The Solar Energy Industries Association (SEIA) estimates that tariffs will cause the loss of roughly 23,000 American jobs this year, primarily construction jobs in the utility-scale solar sector. Likewise, the Solar Foundation surveyed the industry on the tariff and found that 86 percent of respondents expected negative impacts, according to Palmer.

While it is too soon to know their full impact, there have been a range of anecdotes suggesting the tariffs could create both more jobs and fewer.

In January, Chinese company JinkoSolar announced plans to build a solar manufacturing plant in Jacksonville, Florida, according to Greentech Media. United Renewable Energy, from Taiwan, is said to be planning a new factory, as well, but no details have been announced, Greentech Media adds.

Ohio-based First Solar announced plans to open a new solar plant near its existing facility in Perrysburg, Ohio. The project would create 500 jobs, but is contingent on state and local incentive packages that are still under negotiation, according to the GTM Research report.

On the other hand, Cypress Creek Renewables cancelled 1500 MW of utility-scale solar projects, reports Greentech Media, citing the impact of the tariff.

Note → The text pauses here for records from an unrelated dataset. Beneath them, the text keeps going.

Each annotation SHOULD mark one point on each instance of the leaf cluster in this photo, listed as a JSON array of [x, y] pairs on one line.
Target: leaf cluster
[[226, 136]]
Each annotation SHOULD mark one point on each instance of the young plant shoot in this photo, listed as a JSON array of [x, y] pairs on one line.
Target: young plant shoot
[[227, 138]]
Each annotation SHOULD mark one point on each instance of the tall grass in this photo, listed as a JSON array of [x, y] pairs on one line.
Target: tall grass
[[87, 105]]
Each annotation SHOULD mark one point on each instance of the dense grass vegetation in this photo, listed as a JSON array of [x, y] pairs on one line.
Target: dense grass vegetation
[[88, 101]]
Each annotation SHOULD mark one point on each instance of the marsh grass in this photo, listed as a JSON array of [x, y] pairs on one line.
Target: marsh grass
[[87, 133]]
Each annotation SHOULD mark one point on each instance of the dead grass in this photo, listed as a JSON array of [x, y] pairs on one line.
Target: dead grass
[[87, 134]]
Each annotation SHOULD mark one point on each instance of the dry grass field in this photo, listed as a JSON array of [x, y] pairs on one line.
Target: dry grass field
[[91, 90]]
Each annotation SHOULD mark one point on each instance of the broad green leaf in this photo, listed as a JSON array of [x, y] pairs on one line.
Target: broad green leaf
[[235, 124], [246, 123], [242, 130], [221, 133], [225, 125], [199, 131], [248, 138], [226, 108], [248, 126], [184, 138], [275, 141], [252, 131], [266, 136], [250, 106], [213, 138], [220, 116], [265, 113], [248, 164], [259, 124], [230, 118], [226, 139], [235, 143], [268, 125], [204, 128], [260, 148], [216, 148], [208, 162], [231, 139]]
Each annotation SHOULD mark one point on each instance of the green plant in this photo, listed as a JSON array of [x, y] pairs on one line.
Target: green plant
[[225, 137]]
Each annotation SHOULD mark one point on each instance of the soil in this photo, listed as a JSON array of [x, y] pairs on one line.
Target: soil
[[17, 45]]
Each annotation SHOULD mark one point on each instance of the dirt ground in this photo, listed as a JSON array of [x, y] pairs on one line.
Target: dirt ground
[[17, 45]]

GTM Research projects the tariff could cut 7600 MW of demand over the next five years, with the worst impacts in California, Texas, and Florida.

The tariff is expected to hit utility-scale solar projects harder, since panel costs make up a larger portion of their total cost than distributed installations. GTM Research reports that utility-scale costs fell to as low as one dollar per watt last year, with about half the cost consisting of the panels themselves.

Distributed solar costs are higher, due to customer acquisition costs, permits, and other soft costs, plus greater labor per watt installed. GTM Research estimates residential solar costs were near three dollars in 2017, with panels only about fifty cents per watt. Analysts predicted the tariff would have a negligible effect on residential solar.

These numbers point to a still-oblique trend: Solar industry jobs have a sunny outlook globally, but the Trump administration's tariffs place the US on shaky ground.